Aileen meringis begitupun Nevan yang masih setia memperhatikan Meysha. Biasanya gadis kecil itu dengan semangat akan meneriakan nama Nevan, tapi sepertinya pagi ini akan jadi pengecualian.

"Kalau sama Papa nggak mau?" Nevan memulai pembicaraan berharap gadis kecil ini mau menatapnya.

Sayangnya Meysha malah makin menundukan kepalanya dan menggeleng pelan. Melihat itu Aileen langsung menarik tangan Nevan, ditatapnya pria itu sebelum menggeleng.

"Ya udah, berangkatnya sama Mama yah, yuk sayang. Nanti Papa tunggu di rumah aja."

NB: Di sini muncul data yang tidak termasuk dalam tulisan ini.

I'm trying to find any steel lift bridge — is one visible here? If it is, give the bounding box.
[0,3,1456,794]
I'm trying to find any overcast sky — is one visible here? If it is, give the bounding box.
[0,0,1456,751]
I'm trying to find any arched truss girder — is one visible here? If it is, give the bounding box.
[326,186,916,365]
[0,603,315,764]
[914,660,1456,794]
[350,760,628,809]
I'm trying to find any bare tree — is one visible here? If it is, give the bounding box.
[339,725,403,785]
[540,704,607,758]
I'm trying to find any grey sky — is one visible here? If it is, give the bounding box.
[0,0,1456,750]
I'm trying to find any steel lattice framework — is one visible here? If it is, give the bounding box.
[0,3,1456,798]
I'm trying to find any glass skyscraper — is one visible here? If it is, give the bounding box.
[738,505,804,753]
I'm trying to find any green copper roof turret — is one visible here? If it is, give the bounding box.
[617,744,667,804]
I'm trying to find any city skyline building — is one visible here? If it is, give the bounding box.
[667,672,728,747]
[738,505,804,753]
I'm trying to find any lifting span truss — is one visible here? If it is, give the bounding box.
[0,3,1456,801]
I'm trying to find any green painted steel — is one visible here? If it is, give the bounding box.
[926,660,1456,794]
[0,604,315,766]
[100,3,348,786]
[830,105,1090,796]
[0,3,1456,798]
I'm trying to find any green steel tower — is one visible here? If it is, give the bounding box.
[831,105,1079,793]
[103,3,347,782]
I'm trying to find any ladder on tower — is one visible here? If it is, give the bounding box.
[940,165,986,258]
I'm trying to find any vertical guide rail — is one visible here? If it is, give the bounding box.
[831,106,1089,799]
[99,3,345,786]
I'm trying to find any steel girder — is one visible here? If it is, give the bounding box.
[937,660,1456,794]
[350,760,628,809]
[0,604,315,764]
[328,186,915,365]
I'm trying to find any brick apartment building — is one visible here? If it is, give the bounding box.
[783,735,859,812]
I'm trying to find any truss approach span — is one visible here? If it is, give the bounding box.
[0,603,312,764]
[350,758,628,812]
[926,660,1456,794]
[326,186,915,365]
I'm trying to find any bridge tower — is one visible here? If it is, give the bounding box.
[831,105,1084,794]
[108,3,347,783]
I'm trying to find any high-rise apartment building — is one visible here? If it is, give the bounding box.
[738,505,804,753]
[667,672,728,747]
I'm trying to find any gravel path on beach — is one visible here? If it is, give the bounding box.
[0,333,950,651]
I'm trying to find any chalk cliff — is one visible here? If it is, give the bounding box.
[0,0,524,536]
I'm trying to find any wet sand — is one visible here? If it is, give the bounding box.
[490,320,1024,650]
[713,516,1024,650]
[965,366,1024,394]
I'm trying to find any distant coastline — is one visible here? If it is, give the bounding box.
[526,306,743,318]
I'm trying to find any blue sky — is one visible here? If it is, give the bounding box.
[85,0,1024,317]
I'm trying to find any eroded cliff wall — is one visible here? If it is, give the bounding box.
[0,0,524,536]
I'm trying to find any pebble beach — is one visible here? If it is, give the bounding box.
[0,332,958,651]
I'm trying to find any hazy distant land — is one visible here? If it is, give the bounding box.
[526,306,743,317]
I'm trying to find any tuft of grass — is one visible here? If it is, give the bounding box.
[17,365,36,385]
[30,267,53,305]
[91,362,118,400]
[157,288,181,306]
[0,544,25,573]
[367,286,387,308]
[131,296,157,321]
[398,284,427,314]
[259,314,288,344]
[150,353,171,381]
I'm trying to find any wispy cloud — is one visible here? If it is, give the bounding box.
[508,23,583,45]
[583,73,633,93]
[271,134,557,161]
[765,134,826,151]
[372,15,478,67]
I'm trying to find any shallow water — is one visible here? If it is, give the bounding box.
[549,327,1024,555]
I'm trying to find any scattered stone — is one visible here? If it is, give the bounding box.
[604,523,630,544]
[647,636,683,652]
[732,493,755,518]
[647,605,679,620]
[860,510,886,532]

Meysha mengangguk, masih dengan kepala menunduk gadis kecil itu mengikuti Aileen. Nevan masih memandang mereka dengan raut wajah sedih namun tatapan Aileen yang seolah mengatakan semua akan baik-baik saja membuatnya bisa bersabar. Saat ini dia akan menyerahkan semuanya pada Aileen, termasuk tugas membujuk Meysha.

"Salim dulu sama Papa, sayang." Aileen menyuruh Meysha dengan nada lembut.

Gadis kecil itu menurut, tanpa mengatakan apapun dia meraih tangan Nevan dan menciumnya.

"Dadah, Papa..." ujarnya pelan.

Nevan mengangguk, mencoba menahan diri untuk tidak memeluk gadis kecil yang sangat dia sayangi itu.

"Yuk!" Aileenpun menarik Meysha menjauh, ditatapnya Nevan dengan senyum yang sama membuat hati pria itu terasa lebih ringan.